現在の権力一極集中や、各省での忖度などの諸問題を振り返るに、その一員として『小選挙区制』があるように考えます。
①小選挙区制度により、各政党は1選挙区から1人の公認候補を出します。そのことにより各候補は、政党の公認がとれるかを第一に考える・・・すなわち、公認を決める権力を持つものには逆らえない構図となりました。
以前と違い同じ選挙区の重鎮の発言より、党執行部の顔色を見ざるを得ません。
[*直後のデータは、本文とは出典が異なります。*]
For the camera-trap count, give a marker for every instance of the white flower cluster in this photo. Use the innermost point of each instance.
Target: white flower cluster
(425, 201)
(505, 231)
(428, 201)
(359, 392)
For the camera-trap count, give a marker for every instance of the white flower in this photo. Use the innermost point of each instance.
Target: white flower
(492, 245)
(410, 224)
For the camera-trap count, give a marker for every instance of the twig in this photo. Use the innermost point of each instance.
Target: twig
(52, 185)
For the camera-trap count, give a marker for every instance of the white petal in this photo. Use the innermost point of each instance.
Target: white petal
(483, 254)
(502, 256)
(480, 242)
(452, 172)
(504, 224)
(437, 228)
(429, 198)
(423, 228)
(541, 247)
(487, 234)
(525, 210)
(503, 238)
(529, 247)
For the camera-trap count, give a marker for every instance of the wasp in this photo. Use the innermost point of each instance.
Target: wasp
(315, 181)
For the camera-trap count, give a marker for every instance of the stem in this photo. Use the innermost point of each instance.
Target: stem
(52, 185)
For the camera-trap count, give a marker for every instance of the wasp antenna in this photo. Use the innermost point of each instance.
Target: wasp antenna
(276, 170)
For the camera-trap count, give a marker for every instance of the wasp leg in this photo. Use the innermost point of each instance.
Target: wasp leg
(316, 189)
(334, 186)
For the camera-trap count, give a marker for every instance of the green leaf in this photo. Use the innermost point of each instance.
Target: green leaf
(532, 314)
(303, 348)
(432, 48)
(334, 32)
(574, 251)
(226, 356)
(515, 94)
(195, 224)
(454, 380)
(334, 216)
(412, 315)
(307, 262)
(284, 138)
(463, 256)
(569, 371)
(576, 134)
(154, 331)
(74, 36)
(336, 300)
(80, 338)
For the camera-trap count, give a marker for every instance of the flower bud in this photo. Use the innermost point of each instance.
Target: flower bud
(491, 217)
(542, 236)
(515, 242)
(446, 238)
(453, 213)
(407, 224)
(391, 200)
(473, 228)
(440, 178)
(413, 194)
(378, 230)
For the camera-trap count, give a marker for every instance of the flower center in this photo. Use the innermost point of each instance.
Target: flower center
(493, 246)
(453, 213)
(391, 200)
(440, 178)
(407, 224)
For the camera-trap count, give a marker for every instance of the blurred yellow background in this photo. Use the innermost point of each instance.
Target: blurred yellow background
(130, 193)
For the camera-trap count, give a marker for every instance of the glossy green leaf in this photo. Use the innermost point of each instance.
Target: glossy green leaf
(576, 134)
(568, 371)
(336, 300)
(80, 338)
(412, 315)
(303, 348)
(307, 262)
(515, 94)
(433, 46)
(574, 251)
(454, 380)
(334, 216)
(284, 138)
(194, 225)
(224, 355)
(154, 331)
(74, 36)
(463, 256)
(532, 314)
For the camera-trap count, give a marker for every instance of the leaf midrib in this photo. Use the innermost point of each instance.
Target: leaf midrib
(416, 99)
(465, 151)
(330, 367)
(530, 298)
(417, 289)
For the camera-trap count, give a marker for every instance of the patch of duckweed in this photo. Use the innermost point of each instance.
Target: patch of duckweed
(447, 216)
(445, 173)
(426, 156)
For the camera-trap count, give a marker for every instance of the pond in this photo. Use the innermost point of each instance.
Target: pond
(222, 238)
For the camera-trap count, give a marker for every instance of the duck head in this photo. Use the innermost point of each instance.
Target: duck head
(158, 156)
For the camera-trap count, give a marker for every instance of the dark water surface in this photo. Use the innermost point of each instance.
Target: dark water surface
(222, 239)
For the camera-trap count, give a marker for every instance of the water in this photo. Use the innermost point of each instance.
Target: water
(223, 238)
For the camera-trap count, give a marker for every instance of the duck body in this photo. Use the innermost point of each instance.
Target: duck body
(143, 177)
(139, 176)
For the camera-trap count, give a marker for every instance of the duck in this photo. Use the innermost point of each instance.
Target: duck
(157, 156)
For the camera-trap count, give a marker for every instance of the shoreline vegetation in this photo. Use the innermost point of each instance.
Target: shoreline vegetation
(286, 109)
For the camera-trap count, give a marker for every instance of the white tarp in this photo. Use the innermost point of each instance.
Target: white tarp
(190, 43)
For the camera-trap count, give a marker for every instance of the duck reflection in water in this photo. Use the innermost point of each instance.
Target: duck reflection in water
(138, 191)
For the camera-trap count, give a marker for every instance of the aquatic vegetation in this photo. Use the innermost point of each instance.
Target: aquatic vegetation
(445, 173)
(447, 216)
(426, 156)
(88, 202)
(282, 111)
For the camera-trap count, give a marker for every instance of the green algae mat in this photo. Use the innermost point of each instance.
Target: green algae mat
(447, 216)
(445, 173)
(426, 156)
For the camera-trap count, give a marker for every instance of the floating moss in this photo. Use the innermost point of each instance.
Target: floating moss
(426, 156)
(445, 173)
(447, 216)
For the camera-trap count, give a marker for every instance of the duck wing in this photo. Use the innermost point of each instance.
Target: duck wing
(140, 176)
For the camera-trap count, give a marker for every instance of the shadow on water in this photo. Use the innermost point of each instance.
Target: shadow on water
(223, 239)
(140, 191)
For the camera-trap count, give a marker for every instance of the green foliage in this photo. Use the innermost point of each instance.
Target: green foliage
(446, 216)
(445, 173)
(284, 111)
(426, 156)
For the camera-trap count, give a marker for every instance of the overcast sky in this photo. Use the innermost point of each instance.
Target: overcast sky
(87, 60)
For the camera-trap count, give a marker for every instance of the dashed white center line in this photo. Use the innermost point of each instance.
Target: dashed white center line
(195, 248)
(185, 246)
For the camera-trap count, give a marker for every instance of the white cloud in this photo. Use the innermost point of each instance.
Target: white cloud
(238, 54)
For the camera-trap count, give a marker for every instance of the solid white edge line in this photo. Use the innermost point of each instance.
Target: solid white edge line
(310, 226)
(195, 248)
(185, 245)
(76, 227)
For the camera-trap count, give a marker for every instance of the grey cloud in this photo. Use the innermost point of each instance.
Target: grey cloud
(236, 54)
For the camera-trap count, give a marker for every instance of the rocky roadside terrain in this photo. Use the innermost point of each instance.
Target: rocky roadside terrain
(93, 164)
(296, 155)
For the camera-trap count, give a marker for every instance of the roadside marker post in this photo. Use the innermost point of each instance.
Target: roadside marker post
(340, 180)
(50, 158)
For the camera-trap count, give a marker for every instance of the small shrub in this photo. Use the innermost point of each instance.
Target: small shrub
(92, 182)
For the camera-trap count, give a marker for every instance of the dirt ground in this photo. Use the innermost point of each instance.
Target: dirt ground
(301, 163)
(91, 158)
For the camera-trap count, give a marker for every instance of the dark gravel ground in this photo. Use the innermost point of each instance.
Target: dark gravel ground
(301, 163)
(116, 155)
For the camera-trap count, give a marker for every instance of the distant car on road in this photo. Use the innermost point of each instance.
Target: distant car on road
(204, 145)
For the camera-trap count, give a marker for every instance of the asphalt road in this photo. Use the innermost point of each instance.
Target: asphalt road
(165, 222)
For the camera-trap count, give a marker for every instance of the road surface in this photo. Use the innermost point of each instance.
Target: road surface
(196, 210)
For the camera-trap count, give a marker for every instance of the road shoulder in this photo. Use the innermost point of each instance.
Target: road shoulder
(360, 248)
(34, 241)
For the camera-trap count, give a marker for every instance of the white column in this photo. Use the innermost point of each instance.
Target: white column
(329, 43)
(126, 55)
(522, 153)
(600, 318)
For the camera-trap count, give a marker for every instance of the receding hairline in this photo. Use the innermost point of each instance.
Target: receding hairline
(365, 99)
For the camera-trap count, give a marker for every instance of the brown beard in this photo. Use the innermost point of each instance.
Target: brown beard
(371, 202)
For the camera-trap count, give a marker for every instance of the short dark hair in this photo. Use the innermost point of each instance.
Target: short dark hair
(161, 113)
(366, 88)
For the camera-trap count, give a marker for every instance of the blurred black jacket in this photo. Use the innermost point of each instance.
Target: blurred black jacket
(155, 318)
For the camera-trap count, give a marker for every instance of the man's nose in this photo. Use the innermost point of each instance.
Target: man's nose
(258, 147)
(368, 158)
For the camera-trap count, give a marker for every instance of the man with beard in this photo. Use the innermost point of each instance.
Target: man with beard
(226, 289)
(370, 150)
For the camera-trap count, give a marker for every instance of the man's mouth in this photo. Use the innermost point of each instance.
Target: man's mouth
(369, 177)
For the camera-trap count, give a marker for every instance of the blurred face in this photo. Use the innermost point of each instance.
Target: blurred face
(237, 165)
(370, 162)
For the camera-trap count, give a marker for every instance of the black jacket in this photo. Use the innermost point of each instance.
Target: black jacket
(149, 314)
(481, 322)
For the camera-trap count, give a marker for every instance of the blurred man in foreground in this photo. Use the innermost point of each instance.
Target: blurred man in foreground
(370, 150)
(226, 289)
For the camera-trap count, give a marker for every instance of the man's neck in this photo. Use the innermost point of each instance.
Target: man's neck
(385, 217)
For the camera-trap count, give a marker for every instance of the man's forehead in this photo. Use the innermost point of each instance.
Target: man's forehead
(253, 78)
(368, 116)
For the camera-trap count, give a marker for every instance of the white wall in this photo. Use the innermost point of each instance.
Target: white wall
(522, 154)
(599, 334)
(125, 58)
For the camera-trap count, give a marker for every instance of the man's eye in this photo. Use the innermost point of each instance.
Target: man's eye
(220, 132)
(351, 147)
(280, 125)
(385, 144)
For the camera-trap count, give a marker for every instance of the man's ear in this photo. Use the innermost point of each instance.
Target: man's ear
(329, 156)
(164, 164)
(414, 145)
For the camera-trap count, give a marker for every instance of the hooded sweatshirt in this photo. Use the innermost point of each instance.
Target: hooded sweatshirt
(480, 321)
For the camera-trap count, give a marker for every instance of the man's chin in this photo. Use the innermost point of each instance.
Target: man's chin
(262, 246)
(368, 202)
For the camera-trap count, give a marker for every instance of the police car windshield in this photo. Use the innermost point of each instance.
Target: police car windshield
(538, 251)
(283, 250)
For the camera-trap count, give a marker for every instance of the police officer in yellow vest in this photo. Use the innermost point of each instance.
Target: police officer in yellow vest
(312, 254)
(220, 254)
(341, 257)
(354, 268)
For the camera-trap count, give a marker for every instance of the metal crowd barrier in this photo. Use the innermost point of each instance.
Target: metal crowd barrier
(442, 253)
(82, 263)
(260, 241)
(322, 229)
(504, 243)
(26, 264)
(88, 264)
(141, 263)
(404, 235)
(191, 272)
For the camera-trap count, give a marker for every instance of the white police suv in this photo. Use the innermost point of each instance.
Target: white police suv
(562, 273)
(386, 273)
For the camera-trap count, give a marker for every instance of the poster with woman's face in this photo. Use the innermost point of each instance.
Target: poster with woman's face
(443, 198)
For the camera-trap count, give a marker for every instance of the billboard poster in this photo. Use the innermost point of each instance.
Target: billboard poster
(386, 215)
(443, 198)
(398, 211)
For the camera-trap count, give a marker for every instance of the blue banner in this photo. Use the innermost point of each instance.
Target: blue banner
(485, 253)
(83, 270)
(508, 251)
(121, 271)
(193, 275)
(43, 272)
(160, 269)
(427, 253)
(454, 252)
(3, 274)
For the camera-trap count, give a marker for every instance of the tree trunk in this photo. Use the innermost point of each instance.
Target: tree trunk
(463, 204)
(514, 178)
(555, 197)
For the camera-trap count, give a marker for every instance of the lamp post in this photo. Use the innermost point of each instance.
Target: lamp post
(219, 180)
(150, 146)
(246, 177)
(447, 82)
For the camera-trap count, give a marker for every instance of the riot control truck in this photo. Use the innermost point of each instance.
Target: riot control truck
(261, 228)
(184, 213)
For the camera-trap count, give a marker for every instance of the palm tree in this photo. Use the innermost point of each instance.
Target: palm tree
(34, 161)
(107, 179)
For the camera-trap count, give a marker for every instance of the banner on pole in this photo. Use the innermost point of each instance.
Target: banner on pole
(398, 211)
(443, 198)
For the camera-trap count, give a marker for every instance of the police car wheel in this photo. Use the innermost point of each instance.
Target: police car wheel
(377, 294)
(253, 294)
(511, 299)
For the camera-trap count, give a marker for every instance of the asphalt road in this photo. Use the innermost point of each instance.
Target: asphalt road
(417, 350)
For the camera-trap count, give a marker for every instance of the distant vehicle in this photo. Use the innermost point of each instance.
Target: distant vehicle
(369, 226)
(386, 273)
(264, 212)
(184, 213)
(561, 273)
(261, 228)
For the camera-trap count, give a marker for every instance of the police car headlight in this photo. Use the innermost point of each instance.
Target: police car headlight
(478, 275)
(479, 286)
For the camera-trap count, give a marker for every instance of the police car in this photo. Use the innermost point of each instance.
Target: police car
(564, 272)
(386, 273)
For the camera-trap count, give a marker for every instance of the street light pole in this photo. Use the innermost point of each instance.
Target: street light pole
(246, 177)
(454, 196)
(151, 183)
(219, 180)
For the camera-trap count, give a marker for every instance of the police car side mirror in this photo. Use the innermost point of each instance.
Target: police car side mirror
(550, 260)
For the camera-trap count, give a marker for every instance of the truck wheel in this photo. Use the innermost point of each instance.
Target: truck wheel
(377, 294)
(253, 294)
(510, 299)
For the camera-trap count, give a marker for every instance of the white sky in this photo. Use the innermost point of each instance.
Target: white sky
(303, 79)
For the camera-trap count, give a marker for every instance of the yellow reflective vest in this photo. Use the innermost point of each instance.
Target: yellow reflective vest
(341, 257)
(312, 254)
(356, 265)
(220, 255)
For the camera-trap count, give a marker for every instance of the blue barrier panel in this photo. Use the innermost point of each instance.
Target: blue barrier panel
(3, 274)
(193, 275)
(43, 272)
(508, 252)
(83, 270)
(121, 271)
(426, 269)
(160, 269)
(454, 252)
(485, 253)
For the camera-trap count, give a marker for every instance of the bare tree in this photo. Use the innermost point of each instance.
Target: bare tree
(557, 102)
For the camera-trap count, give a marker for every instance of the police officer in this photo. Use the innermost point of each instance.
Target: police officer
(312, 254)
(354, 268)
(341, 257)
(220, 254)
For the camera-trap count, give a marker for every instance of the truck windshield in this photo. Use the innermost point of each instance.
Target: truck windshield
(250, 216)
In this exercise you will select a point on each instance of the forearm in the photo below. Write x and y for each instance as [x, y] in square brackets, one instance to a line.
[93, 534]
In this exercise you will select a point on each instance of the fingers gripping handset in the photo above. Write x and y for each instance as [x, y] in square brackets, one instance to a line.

派閥より党幹部なのです。
②小選挙区制度により「死票」が多くなり、支持率が少なくても過半数の議席を得ることがある。
政策決定が早くなる利点はあるが、少数政党の意見は排除され、原案修正の為の話し合いが意見表明だけのものになっています。
③小選挙区制度の本来の目的であった「2大政党での政権交代による国政の活性化」が、対立政党が生まれない現状から、自民党一党独裁を生んだ。
(現在公明党の存在は一党独裁の非難を回避することがその第一目的ではないか)
現在の日本では、2大政党制はできないのではないか。
国民の側が「とりあえずやらせてみよう」とは考えず『リスクのある変化より低い安定』を選ぶから。
④一党独裁の結果、公務員制度改革の一環として内閣人事局を設立した。
そこで、各省における部長・審議官級以上の幹部職員・閣僚推薦者について、内閣人事局が適格性審査を経て幹部候補者名簿を作成する。
これをもとに各省が人事案を作成し、首相・官房長官・閣僚が任免について協議した上で決定することになる。
これにより、各省幹部人事を内閣官房・官邸がコントロールすることができるようになった。
(以前は、各省における局長以上の人事は、省内で決定した後、内閣の承認を経ていた)
⑤首相、官房長官、外務、防衛の4大臣会合を中心とし、内閣主導のもと一元的な政策の実施を行う「国家安全保障局」を設立し、内閣人事局と共に内閣官房に配置している。
そして2001年には186人だったその人員を1100人まで増員し、外交・安全保障について内閣主導のもと一元的な政策の実施を行っている。
「小選挙区制」や「政党助成金」の導入については、ずいぶん前に久米宏さんのニュースステーションで白鳳大学の福岡政行教授が前向きに力説されていた。
しかし、その理想とはかけ離れ、現実は2大政党制は実現できず、政党助成金も「企業献金」を許したざる法で、何の為に国費を費やしたのかわからなくなっている。
平成が終わった今年、年末に考えたことです。
日本の民主主義が低迷していることの原因は、イギリスのシンクタンクによると、「投票率の低さ」と「女性議員の少なさ」なのだそうです。
国境なき記者団によると、国政の閉鎖性にあるようです。
「じゃあ、どうすれば良いの?」という問いには、残念ながら答えられません。
「素人の文句垂蔵」にできること・・・
香港の学生ほどエネルギーはないので、次の選挙かな・・・。
誰か、政治家の中村哲さんが出てこないかな。
ホセ・ムヒカさんならなお良いのですが。